Re: Git Large Object Support Proposal

Scott Chacon <schacon@xxxxxxxxx> · Thu, 19 Mar 2009 16:18:54 -0700

Hey,

On Thu, Mar 19, 2009 at 3:31 PM, Junio C Hamano <gitster@xxxxxxxxx> wrote:
> Scott Chacon <schacon@xxxxxxxxx> writes:
>
>> But where Git instead stores a stub object and the large binary object
>> is pulled in via a separate mechanism. I was thinking that the client
>> could set a max file size and when a binary object larger than that is
>> staged, Git instead writes a stub blob like:
>>
>> ==
>> blob [size]\0
>> [sha of large blob]
>> ==
>
> An immediate pair of questions are, if you can solve the issue by
> delegating large media to somebody else (i.e. "media server"), and that
> somebody else can solve the issues you are having, (1) what happens if you
> lower that "large" threashold to "0 byte"?  Does that somebody else still
> work fine, and does the git that uses indirection also still work fine?
> If so why are you using git instead of that somebody else altogether?  and

In theory it would work fine, where all the commits/trees are
transferred over git and all the blobs are basically stored elsewhere,
but I would assume it would be much slower for the end user and so
nobody would do that.  I would imagine users would only use/enable
this at all if they have large media files that they don't want to
have every version of which cloned every time.  I can't imagine that
this would be used at all by more than a small percentage of users,
but when large media does need to be in source code, they will not use
Git (they will use Perforce or SVN), or they will put it in there and
then kill their (or our) servers when upload-pack tries to mmap it
(twice, yes?).  I thought it would be much more efficient for Git to
have the ability to simply mark files that don't make sense to pack up
and be able to keep track of and transfer them via a more appropriate
protocol.

> (2) what prevents us from stealing the trick that somebody else uses so
> that git itself can natively handle large blobs without indirection?
>

Actually, I'm fine with that - phase two of this project, if it made
sense at all, would be to have another set of git transfer commands
that allowed large blobs to be uploaded/downloaded separately,
importantly not passing them in the packfile and keeping them loose,
uncompressed and headerless on disk so they can simply be streamed
when requested.  I am thinking entirely about movies and images that
are already compressed and there is simply no need to load them
entirely into memory.  I simply thought that taking advantage of
services that already did this (scp, sftp, s3) would be quicker than
building another set of transfer protocols into Git.
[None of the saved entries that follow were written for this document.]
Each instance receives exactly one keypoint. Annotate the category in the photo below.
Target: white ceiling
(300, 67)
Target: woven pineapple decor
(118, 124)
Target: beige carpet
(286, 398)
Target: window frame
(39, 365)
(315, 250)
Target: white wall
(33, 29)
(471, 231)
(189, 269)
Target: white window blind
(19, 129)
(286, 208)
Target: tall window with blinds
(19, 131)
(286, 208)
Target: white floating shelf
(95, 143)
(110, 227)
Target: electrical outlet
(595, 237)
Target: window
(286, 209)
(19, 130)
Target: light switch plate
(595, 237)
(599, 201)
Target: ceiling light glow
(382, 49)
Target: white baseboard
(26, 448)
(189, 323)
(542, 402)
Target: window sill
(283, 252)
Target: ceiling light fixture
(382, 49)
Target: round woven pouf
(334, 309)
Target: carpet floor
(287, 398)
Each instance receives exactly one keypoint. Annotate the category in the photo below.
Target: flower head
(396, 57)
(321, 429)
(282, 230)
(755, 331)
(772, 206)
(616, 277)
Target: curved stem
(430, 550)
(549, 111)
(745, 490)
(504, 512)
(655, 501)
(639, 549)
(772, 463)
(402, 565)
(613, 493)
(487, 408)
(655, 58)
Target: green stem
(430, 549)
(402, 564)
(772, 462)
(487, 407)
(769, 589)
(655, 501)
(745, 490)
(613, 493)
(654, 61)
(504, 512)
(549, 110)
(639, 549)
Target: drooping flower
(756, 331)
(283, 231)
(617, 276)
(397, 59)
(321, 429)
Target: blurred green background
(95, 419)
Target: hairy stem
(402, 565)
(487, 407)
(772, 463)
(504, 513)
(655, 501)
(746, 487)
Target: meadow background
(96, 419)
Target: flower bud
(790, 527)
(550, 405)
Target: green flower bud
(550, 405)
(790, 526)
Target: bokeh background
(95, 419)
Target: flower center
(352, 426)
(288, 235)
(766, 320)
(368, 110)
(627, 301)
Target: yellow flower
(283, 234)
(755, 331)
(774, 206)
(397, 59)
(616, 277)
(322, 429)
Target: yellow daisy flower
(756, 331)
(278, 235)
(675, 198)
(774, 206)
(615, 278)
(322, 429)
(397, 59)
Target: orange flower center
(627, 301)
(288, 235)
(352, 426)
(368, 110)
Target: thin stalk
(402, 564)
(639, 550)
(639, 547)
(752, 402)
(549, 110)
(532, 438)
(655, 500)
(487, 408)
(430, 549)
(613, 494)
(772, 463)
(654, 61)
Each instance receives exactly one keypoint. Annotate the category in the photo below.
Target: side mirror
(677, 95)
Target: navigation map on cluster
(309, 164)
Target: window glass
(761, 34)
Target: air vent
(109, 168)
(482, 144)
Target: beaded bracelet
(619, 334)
> Without thinking the ramifications through myself, this sounds pretty much
> like a band-aid and will nend up hitting the same "blob is larger than we
> can handle" issue when you follow the indirection eventually, but that is
> just my gut feeling.

The point is that we don't keep this data as 'blob's - we don't try to
compress them or add the header to them, they're too big and already
compressed, it's a waste of time and often outside the memory
tolerance of many systems. We keep only the stub in our db and stream
the large media content directly to and from disk.  If we do a
'checkout' or something that would switch it out, we could store the
data in '.git/media' or the equivalent until it's uploaded elsewhere.

>
> This is an off-topic "By the way", but has another topic addressed to you
> on git-scm.com/about resolved in any way yet?
>

Thanks for pointing that out, I missed that thread.  I actually just
pushed out some changes over the last few days - I added the Gnome
project since they just announced they're moving to Git, added a link
to the new OReilly book that just was released and I pulled in some
validation and other misc changes that had been contributed.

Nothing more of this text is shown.